Le mondial 2026 se poursuit avec des rencontres palpitantes au grand bonheur des amateurs du ballon rond, mais sans grandes surprises pour les supporters des équipes africaines que nous sommes.
Outre les désillusions de la première phase avec des matchs qu’on aurait voulu tant gagner pour le symbole, les seizièmes de finales viennent ajouter à notre peine avec des défaites encore plus douloureuses. Ainsi, tour à tour, l’Afrique du Sud, la Côte d’Ivoire, la RD Congo et surtout le Sénégal se sont fait éliminer d’une de ces manières les plus décevantes respectivement par le Canada, la Norvège, l’Angleterre et la Belgique.
Le hic est que ces équipes ont suivi presque la même trajectoire. Elles dominent souvent le jeu ; elles ont mené au score jusque dans les dernières minutes de la partie pour s’effondrer ensuite et perdre le match.
Pour les néophytes que nous sommes, il est observé chez les équipes africaines la permanence d’un certain nombre d’attitudes qui les desservent. C’est notamment l’excès d’émotion après avoir marqué qui distrait les joueurs et les déconcentre. Il y a ensuite cette tendance à pratiquement ‘’arrêter de jouer’’ lorsqu’elles dominent au score, laissant ainsi l’initiative à l’adversaire qui ne lâche rien jusqu’à la dernière seconde du match.
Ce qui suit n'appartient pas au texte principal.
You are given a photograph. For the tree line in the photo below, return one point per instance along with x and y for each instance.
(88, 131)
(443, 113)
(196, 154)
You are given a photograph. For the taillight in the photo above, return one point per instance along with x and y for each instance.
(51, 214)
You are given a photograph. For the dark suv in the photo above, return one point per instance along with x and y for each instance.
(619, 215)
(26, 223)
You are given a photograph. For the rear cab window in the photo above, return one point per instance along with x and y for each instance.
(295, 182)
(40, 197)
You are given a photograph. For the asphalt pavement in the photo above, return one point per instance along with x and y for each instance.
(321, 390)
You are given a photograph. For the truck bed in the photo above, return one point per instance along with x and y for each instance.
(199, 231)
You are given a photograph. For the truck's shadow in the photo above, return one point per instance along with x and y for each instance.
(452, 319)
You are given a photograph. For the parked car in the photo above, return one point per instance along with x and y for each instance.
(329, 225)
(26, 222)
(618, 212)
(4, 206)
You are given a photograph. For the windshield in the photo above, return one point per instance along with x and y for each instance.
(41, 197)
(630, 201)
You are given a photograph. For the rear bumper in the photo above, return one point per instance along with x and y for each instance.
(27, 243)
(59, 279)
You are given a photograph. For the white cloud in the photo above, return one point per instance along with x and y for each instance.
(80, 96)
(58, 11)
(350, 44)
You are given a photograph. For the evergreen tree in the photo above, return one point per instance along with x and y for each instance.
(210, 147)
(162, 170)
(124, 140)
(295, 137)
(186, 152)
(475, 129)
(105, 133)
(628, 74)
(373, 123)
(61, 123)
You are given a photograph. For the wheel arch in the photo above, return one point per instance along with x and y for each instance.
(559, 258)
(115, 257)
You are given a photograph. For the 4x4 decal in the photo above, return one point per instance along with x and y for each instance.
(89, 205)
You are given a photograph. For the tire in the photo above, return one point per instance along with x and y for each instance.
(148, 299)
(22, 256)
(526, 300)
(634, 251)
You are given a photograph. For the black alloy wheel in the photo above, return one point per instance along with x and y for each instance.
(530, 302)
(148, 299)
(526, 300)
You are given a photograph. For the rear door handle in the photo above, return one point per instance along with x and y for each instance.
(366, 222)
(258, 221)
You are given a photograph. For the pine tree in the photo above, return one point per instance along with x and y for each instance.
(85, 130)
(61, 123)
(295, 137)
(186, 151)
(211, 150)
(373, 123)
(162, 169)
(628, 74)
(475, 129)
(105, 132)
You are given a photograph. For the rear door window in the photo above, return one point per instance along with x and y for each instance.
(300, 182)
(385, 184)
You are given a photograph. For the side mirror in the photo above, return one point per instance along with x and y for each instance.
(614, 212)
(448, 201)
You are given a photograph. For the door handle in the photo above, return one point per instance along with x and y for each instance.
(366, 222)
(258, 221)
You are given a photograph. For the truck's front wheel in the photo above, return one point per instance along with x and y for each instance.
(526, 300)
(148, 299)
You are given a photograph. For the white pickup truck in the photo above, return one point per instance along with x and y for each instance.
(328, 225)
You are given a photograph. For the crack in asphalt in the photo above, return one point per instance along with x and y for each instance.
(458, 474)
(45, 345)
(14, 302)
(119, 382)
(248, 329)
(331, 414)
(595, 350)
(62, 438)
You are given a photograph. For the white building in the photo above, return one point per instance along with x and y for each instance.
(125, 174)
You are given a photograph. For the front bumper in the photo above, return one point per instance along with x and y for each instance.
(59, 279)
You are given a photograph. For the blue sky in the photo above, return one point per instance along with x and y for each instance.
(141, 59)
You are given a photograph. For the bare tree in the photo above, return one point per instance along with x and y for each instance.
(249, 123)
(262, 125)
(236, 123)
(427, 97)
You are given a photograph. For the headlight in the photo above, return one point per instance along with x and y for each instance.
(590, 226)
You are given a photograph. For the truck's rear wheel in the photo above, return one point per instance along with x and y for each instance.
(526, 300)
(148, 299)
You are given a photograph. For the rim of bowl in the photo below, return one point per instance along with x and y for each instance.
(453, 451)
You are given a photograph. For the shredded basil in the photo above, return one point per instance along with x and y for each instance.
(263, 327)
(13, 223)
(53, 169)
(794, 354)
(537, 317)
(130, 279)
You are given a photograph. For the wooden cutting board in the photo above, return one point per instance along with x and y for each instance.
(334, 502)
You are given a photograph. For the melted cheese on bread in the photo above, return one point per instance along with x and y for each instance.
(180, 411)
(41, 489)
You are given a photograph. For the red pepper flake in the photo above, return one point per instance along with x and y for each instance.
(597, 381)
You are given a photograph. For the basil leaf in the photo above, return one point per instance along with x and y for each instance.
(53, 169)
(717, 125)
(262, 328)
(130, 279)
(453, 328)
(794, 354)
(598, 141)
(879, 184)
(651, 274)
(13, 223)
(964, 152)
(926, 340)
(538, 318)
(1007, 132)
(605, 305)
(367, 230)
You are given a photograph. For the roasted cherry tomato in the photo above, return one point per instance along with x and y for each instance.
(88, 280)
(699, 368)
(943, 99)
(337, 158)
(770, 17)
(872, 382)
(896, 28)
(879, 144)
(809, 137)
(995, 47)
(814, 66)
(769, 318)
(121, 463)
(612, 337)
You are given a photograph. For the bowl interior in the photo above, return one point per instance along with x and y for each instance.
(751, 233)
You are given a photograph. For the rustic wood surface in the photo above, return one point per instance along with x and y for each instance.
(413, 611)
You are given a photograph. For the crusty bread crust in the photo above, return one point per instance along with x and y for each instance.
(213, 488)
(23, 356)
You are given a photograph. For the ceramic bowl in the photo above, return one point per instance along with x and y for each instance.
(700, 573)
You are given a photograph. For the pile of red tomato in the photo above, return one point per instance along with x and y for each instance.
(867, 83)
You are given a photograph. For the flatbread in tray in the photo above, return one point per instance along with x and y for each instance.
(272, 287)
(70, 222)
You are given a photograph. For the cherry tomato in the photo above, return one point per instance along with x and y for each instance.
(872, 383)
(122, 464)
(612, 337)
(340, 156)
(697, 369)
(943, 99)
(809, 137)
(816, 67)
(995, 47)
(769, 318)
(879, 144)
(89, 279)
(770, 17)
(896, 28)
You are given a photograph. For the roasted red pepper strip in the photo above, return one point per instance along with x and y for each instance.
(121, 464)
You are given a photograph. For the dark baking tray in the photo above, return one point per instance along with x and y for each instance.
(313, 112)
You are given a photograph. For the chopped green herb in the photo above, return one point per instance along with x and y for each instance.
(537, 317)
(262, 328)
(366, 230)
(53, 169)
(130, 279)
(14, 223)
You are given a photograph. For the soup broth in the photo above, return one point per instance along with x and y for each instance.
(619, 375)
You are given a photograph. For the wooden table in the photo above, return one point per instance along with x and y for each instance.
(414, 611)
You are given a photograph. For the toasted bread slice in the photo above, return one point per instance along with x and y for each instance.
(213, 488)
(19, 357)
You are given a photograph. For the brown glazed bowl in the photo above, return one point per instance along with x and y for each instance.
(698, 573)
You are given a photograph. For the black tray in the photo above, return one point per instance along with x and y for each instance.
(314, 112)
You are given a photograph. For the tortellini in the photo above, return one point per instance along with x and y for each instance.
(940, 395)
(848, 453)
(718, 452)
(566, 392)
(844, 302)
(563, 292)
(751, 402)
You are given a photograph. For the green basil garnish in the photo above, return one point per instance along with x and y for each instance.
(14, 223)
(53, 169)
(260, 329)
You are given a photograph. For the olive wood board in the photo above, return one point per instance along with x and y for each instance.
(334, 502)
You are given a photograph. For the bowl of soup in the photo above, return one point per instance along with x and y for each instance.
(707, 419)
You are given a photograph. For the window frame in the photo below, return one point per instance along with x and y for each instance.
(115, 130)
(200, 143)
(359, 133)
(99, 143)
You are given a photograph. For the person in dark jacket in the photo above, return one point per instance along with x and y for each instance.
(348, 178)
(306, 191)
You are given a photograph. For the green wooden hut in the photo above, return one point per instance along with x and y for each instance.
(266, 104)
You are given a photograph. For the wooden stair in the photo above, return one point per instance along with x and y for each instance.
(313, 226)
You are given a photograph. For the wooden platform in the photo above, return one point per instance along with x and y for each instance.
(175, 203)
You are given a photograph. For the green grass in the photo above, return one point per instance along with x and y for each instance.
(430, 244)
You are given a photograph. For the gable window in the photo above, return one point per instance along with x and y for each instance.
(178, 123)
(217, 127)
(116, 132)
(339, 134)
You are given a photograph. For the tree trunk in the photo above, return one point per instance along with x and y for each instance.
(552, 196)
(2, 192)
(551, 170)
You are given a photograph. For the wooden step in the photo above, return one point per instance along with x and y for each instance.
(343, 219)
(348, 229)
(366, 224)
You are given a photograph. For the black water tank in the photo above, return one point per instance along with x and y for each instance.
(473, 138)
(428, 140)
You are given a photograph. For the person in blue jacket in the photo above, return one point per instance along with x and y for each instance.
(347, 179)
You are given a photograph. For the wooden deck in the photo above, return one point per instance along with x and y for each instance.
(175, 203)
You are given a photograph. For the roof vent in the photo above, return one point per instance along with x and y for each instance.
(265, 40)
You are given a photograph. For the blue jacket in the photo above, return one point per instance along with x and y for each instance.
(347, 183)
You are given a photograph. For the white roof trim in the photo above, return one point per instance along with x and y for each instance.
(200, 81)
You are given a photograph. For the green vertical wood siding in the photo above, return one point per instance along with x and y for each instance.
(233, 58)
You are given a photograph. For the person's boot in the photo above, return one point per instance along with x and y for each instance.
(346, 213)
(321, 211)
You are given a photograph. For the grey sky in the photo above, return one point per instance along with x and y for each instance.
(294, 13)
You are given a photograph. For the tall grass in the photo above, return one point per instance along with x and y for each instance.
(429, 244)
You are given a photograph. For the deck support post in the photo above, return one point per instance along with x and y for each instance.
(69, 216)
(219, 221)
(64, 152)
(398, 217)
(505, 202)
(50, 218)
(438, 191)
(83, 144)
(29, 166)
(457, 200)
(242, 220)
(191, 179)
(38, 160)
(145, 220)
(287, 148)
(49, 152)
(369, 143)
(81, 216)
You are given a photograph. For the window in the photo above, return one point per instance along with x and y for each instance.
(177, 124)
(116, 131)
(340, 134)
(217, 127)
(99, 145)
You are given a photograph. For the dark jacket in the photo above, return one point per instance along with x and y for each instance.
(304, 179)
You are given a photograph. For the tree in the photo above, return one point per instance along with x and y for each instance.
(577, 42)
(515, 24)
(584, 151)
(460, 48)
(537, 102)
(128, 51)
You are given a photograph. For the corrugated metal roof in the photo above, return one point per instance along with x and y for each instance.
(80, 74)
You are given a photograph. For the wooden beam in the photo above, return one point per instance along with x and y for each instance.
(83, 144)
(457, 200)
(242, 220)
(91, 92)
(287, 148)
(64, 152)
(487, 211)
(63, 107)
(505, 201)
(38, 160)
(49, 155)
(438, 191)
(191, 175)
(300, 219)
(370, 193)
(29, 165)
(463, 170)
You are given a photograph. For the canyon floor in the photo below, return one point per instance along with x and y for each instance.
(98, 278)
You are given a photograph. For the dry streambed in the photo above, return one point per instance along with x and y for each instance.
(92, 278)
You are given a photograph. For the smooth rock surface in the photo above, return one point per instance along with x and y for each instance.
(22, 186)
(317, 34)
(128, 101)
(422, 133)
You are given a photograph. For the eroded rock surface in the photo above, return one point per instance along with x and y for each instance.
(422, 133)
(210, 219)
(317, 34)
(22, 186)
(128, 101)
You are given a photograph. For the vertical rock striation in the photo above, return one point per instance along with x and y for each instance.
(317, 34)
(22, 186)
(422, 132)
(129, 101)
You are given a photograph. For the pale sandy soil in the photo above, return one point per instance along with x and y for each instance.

Et, enfin, il y a les choix controversés de certains entraîneurs comme ce fut le cas de la Côte d’Ivoire et du Sénégal.
Quand on connaît la charge émotive du football et la grande passion chez beaucoup d’amateurs, autant recommander aux cardiaques de s’abstenir de regarder les matchs des équipes africaines ou, tout moins, de se préparer au scénario du pire sur l’issue des matchs. La RD Congo et le Sénégal nous ont fourni ce qui est imaginable en pire dans cette phase de la Coupe du Monde 2026.
Jusqu’alors, l’unique équipe qui a su convaincre est incontestablement les Lions de l’Atlas du Maroc. A ce stade, nous ne pouvons que souhaiter bonne chance aux équipes africaines encore en course pour la qualification aux huitièmes de finale à savoir l’Algérie, l’Egypte, le Cap-Vert et le Ghana et espérer qu’elles ne commettront pas les mêmes erreurs que celles qui les ont précédées.
Toutefois, il faut admettre que le football est ainsi fait avec ses surprises, ses désillusions et ses issues complètement irrationnelles.